HINT $\ $ Simpler, first solve $\rm\ f\: =\: (x^2 + c\ x + d)^2\:.\:$ This yields

$$\rm x^4 - 6\ x^3 +13\ x^2 +\cdots\ =\ x^4 + 2\:c\ x^3 + (2\:d+c^2)\ x^2\:+\cdots$$

hence $\rm\ 2\:c = -6\ $ so $\rm\ c = -3\:.\ $ And $\rm\ 2\:d+c^2 = 2\:d+9 = 13\ $ so $\rm\ d = 2\:.$


Both sides are identical polynomial expressions. The roots of the right are r,r,s,s. The sum of the roots is 6; this is seen by looking at the left. Hence, $2r+2s = 6$ so $r + s = 3$. The coefficient of the squared term is is the sum of the roots multiplied two at a time. From the left we see it is 13. From the point of view of $r$ and $s$, it is

$$r^2 + s^2 + 4rs.$$

Now substitute in $s = 3 - r$ and solve. You get $r = 1$ or $r = -2$. Now check out both possibilities.


You could apply Vieta's theorem; you would also arrive at a 4x4 non-linear system of equations, thus I'm not sure whether this method is lots easier than yours. The system of equations would look like this

$$\begin{vmatrix}2 x_1 + 2 x_2 = 6\\ x_1^2 + 4 x_1 x_2 + x_2^2 = 13\\ 2 x_1^2 x_2 + 2 x_1 x_2^2 = -a\\ x_1^2 x_2^2 = b \end{vmatrix}$$

and will give the solution $a = -12$ and $b=4$.

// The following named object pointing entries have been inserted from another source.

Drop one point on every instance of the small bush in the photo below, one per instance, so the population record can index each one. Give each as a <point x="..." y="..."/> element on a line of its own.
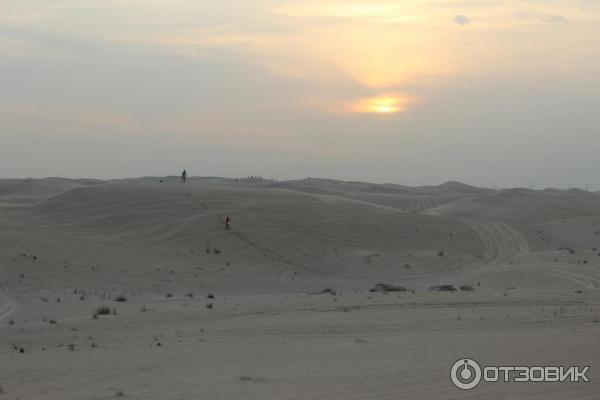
<point x="466" y="287"/>
<point x="103" y="310"/>
<point x="443" y="288"/>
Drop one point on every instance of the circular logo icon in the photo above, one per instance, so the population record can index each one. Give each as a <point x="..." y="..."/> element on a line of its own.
<point x="465" y="373"/>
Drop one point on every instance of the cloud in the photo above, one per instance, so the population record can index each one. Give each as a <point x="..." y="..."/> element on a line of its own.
<point x="552" y="18"/>
<point x="461" y="20"/>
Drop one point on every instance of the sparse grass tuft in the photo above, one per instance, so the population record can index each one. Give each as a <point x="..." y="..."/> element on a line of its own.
<point x="103" y="310"/>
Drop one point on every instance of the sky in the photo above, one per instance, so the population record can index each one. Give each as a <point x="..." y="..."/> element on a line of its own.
<point x="491" y="93"/>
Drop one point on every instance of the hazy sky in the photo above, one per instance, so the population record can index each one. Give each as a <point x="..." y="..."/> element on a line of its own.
<point x="501" y="93"/>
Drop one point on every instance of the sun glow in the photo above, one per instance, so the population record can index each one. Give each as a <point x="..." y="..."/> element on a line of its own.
<point x="385" y="104"/>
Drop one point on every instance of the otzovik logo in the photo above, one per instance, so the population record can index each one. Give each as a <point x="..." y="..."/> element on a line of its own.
<point x="466" y="374"/>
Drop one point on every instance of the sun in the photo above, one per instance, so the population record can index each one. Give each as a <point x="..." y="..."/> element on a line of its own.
<point x="384" y="104"/>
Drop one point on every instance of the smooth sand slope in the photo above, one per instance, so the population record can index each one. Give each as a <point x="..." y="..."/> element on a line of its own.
<point x="280" y="307"/>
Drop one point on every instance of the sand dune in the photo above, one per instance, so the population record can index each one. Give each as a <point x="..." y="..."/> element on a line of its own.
<point x="526" y="265"/>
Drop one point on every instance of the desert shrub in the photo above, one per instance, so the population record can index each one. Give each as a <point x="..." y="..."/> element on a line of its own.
<point x="384" y="288"/>
<point x="443" y="288"/>
<point x="103" y="310"/>
<point x="466" y="287"/>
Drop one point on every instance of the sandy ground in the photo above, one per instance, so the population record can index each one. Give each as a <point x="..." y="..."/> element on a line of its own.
<point x="210" y="314"/>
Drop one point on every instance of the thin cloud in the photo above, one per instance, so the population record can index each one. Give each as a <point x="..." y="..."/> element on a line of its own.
<point x="461" y="20"/>
<point x="552" y="18"/>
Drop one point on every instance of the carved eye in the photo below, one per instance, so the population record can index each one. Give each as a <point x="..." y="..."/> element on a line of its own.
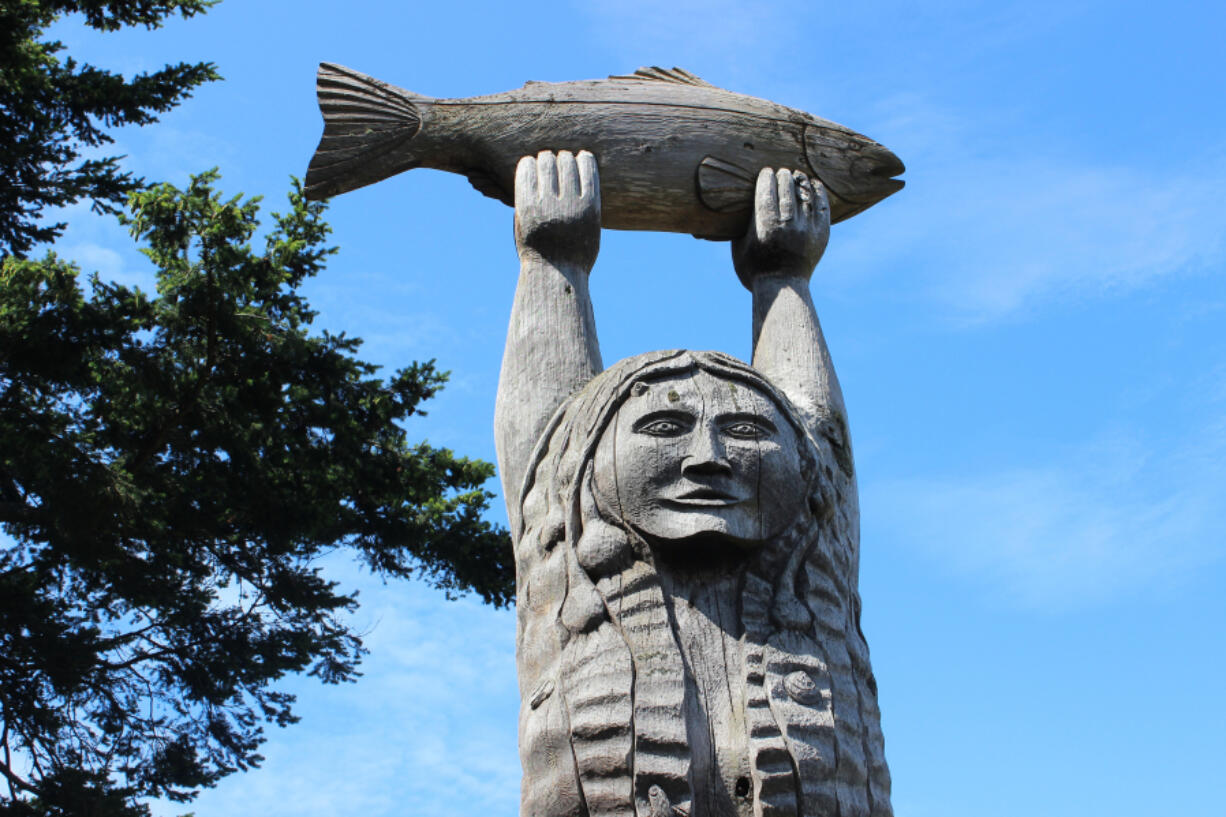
<point x="747" y="429"/>
<point x="662" y="427"/>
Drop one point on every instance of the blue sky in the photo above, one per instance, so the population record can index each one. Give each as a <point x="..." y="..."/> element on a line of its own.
<point x="1029" y="337"/>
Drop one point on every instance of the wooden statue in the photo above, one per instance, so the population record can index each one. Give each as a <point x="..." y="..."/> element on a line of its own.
<point x="685" y="525"/>
<point x="676" y="153"/>
<point x="685" y="535"/>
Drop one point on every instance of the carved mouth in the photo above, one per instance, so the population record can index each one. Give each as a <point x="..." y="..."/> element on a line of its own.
<point x="705" y="498"/>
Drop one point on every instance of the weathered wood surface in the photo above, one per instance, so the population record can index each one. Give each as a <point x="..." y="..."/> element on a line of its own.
<point x="674" y="152"/>
<point x="687" y="539"/>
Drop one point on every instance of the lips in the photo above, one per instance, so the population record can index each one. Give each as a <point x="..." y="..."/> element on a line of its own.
<point x="705" y="497"/>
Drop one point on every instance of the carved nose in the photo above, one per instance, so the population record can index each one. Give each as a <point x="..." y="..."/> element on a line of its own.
<point x="706" y="455"/>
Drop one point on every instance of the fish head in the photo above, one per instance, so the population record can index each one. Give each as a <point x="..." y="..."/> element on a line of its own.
<point x="856" y="171"/>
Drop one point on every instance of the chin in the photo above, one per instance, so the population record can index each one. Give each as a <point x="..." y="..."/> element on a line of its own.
<point x="704" y="536"/>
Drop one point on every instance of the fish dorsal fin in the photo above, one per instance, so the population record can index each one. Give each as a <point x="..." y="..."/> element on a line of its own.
<point x="657" y="74"/>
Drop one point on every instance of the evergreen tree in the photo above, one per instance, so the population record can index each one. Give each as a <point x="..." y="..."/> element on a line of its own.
<point x="174" y="466"/>
<point x="52" y="111"/>
<point x="172" y="469"/>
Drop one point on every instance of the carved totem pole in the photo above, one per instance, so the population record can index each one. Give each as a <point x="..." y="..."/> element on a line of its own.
<point x="685" y="525"/>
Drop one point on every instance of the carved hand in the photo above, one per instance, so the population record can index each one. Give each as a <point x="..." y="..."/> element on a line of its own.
<point x="788" y="230"/>
<point x="558" y="209"/>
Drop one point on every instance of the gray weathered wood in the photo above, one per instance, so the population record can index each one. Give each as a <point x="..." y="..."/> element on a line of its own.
<point x="685" y="537"/>
<point x="676" y="153"/>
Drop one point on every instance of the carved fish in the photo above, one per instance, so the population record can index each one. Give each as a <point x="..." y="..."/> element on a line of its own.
<point x="676" y="153"/>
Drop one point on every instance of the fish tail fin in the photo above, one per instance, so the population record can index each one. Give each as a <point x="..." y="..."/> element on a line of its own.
<point x="365" y="125"/>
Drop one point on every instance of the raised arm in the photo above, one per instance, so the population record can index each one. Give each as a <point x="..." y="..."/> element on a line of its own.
<point x="551" y="344"/>
<point x="775" y="260"/>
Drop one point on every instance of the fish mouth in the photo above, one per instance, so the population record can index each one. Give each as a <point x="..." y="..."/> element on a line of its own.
<point x="875" y="168"/>
<point x="856" y="171"/>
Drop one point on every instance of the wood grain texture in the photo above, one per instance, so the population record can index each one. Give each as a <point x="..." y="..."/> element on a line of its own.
<point x="679" y="664"/>
<point x="676" y="153"/>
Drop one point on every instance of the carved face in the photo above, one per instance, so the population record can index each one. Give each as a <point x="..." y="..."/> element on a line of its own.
<point x="699" y="458"/>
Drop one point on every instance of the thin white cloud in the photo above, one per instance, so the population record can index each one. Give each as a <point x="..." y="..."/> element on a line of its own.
<point x="1111" y="518"/>
<point x="989" y="234"/>
<point x="430" y="729"/>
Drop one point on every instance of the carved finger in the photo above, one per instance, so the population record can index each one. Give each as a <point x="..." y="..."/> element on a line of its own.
<point x="804" y="195"/>
<point x="823" y="199"/>
<point x="547" y="174"/>
<point x="786" y="195"/>
<point x="568" y="176"/>
<point x="589" y="176"/>
<point x="765" y="199"/>
<point x="525" y="182"/>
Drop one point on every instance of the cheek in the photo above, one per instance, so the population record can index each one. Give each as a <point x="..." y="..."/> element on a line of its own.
<point x="643" y="465"/>
<point x="779" y="474"/>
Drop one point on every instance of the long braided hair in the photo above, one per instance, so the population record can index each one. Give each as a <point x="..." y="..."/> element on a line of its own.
<point x="602" y="731"/>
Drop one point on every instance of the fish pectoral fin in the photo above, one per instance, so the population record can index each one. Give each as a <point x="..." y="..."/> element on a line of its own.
<point x="487" y="185"/>
<point x="657" y="74"/>
<point x="725" y="187"/>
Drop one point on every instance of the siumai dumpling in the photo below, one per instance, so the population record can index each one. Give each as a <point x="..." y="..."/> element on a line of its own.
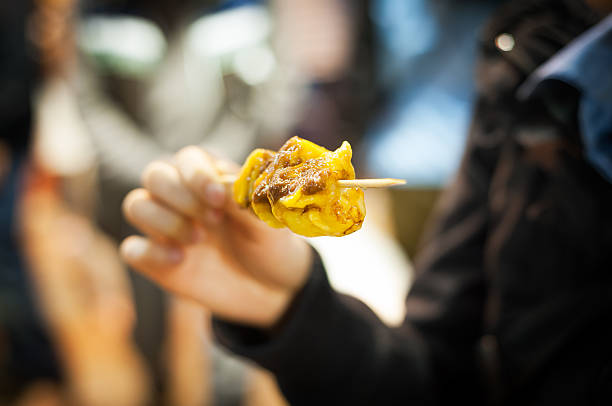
<point x="296" y="188"/>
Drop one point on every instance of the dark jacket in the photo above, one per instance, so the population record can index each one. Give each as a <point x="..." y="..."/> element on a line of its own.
<point x="513" y="299"/>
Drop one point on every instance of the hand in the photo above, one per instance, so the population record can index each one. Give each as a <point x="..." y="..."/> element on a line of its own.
<point x="201" y="245"/>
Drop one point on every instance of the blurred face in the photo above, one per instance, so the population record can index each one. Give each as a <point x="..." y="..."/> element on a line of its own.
<point x="603" y="6"/>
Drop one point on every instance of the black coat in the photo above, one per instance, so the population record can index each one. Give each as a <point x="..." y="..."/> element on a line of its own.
<point x="513" y="299"/>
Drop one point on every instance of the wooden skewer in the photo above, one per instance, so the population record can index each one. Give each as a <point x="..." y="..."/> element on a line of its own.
<point x="361" y="183"/>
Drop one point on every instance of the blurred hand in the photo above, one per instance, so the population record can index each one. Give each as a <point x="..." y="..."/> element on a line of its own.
<point x="201" y="245"/>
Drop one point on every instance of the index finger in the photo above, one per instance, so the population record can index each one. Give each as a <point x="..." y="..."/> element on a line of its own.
<point x="201" y="175"/>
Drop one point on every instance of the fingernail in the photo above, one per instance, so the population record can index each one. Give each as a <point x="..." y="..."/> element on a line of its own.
<point x="134" y="249"/>
<point x="175" y="255"/>
<point x="215" y="194"/>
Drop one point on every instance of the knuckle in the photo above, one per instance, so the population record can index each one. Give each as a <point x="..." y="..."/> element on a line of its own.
<point x="131" y="200"/>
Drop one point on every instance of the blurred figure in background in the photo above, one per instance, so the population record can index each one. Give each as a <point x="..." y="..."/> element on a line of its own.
<point x="26" y="354"/>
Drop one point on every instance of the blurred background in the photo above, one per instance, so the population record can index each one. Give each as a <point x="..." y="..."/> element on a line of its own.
<point x="93" y="90"/>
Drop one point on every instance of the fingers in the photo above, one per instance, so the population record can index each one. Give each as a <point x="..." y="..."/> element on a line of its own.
<point x="149" y="256"/>
<point x="164" y="183"/>
<point x="156" y="220"/>
<point x="199" y="172"/>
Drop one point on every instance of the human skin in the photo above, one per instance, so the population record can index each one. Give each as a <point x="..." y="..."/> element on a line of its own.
<point x="198" y="243"/>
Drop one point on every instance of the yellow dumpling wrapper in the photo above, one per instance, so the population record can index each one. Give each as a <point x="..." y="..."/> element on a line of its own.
<point x="296" y="188"/>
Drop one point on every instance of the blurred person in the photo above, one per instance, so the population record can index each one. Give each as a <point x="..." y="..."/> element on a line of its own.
<point x="65" y="312"/>
<point x="511" y="303"/>
<point x="26" y="353"/>
<point x="152" y="77"/>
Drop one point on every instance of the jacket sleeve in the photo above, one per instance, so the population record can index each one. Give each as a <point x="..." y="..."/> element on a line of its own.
<point x="332" y="349"/>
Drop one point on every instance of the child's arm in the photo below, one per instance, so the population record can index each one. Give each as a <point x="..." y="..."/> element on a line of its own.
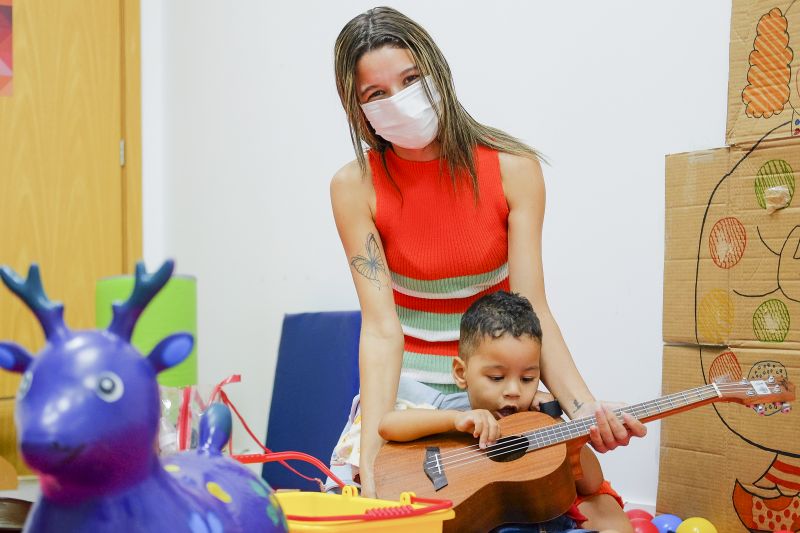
<point x="412" y="424"/>
<point x="592" y="473"/>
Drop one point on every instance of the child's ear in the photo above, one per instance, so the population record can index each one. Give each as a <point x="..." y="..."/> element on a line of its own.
<point x="460" y="372"/>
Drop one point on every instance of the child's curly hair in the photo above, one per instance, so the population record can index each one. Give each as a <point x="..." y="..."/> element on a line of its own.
<point x="494" y="315"/>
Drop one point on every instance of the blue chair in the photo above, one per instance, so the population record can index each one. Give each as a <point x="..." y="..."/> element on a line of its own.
<point x="315" y="381"/>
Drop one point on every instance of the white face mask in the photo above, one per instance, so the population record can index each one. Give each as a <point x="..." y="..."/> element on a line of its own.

To elaborate on the calculus based method (which, in comparison to the other solutions here, I do not recommend), if we let $f=X^4−6X^3+13X^2+aX+b$, then we have double roots at $r$ and $s$ if $GCD(f,f')=k(x-r)(x-s)$ for some non-zero constant $k$. Going through the Euclidean algorithm to find $GCD(f,f')$, the first remainder we get is (up to a factor) $2X^2-6X(13+a)-(3a+8b)$, which cannot be $0$ for any choice of $a$ and $b$. Since we need that the greatest common divisor be quadratic, the next remainder has to be zero. Proceeding, the next remainder is $(104a+9a^2 +276b + 24ab)+2x(1352+222a+9a^2+4b)$. Therefore, we must have that both coefficients are zero.

Since $b$ appears linearly in both coefficients, we can solve for $b$ and set both expressions equal to each other to yield that $-b=\frac{1}{4}(9a^2+222a+1352)=\frac{9a^2+104a}{12(23+2a)}$. This gives a cubic equation for $a$, and once solved, yields $b$ too.

This can in principle be solved using Cardano's formula, or otherwise, and has the "advantage" that it does not require the intermediate step of writing things in terms of the roots. On the other hand, dealing with cubics is a huge pain.


A hybrid of this method and the other method might be to use the fact that, if the roots of $f$ are $r$ and $s$ (each with multiplicity $2$), then $2X^2−6X(13+a)−(3a+8b)$ has roots $r$ and $s$. We then have that $r+r+s+s=6$ and $r+s=3(13+a)$, so $a=-12$.

Then, the equation $1352+222a+9a^2+4b=0$, simplifies to $-16+4b=0$, or $b=4$.